Mizuho suggests that Phase 3 ACP-101 Prader-Willi data may not be available until 2025, and Phase 2 data for another drug, ACP-204, indicated for Alzheimer’s disease psychosis, until 2026, and of course, there is no guarantee that either drug’s study results will support a push for approval.
The reality is that treating central nervous system conditions is exceptionally challenging, and it can be very hard to determine through the clinical study process what works, and what doesn’t – witness the post-marketing study failure of Amylyx’s drug Relyvrio, in Amyotrophic Lateral Sclerosis patients, or the commercial failure of Biogen’s Alzheimer’s therapy Aduhelm, or the FDA’s decision to convene an AdCom for Eli Lilly’s (LLY) Alzheimer’s therapy donanemab, delaying its expected approval, for example.
That can cut both ways – perhaps Acadia has been unlucky that the placebo arm in the Advance-2 study performed better than expected – had that not been the case, perhaps a label expansion into negative symptoms of schizophrenia would have been considered by the market as more likely than not, and Acadia’s share price made strong gains today, instead of falling.
Concluding Thoughts – Is ACAD Stock A Buy, Sell, or Hold After Yesterday’s News?
When a company’s biggest revenue-generating product suffers a setback, it is almost inevitable that a listed company’s share price will be negatively affected, even if, as is the case with pimavanserin, it may have been making the company poorer, not richer, due to SG&A and R&D costs.
Now that Wall Street can be almost certain that there will be no more label expansions for pimavanserin, it seems, from my perspective at least, that Acadia’s current ~$3.5bn market cap valuation is threatened.
It is probably reasonable to conclude that neither Rett Syndrome nor Prader-Willi syndrome are markets that support >$500m in peak annual sales, and there is a long wait for data in any other indications. Apparently, ~700k people in the US experience negative symptoms of schizophrenia, hence, now that Acadia’s biggest near-term revenue generating opportunity has been removed from the valuation equation, in the short-to-medium term, I can see Acadia’s share price suffering further downward corrections.
With that said, Acadia has provided the following guidance for 2024:
- DAYBUE net product sales in the range of $370 to $420 million.
- NUPLAZID net product sales in the range of $560 to $590 million.
- GAAP R&D expense in the range of $305 to $325 million.
- GAAP SG&A expense in the range of $455 to $480 million.
If Acadia hits these numbers, it will deliver revenues not far off ~$1bn in 2024, and, potentially, the business may be profitable for the first time.
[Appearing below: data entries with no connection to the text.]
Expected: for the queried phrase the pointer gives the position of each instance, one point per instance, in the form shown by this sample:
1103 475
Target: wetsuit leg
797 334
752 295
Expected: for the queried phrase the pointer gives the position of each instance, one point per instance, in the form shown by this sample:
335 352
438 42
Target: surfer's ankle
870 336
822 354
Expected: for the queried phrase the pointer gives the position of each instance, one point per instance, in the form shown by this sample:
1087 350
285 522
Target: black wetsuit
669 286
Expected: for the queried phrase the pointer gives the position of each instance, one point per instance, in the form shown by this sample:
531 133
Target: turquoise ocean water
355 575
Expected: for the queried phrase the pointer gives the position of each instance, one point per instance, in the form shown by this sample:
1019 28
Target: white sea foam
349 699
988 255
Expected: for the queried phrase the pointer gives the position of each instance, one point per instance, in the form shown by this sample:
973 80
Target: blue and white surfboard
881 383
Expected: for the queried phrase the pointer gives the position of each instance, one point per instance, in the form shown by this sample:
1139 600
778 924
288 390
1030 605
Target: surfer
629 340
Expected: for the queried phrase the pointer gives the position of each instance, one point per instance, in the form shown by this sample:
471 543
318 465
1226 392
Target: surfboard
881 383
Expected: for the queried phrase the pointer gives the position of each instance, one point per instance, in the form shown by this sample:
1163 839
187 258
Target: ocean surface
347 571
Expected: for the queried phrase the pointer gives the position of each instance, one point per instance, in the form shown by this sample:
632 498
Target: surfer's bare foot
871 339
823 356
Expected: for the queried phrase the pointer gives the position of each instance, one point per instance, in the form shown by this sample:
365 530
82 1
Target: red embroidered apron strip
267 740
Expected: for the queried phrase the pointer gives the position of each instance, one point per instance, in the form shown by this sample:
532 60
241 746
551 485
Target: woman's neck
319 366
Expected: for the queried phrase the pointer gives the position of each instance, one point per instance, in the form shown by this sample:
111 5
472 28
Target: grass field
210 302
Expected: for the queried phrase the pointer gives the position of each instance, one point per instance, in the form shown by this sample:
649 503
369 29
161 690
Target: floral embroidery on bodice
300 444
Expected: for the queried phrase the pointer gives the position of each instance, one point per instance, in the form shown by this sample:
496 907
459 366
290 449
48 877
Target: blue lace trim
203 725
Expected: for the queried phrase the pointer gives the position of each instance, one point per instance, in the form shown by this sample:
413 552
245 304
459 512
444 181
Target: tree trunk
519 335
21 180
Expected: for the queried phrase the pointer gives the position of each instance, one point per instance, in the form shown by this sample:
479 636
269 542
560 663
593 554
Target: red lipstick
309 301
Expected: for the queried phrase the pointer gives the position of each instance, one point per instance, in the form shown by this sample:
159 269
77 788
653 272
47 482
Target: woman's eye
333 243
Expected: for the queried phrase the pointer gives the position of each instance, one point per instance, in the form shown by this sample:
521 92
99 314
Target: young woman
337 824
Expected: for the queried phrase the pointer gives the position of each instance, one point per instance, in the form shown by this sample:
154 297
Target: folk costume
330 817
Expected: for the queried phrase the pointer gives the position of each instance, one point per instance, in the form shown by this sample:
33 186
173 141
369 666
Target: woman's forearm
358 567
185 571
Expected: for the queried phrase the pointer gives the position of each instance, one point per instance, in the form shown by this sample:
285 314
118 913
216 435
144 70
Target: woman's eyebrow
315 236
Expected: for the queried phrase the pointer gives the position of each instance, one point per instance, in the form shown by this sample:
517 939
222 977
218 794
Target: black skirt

There is also potential for Daybue to be approved in Europe next year, and there are not too many credible challengers looking set to be approved in this indication in the near term.
As such, you could make a bull case for Acadia based on the fact that pimavanserin, an expensive drain on resources until now, may help the company become profitable by consistently driving $500m per annum of revenues alongside Daybue, which will drive a similar figure, while R&D costs are drastically reduced, perhaps even leaving room for some M&A activity to bolster the pipeline.
Unfortunately, my suspicion is that Acadia may not achieve its 2024 guidance, because Daybue may be just as expensive to market and sell as Nuplazid was, and just as difficult, meaning the company could miss on both the top and bottom lines this year, and be forced to downgrade longer term expectations.
Given there are no pipeline assets in development that we can place a high value on, given Prader-Willi is a small indication and ACP-204 has not progressed beyond Phase 2, in the toughest of indications, my conclusion is that Acadia Pharmaceuticals Inc. stock is likely to be trading <$20 come the end of 2024. Much will depend on the sales performance of Daybue.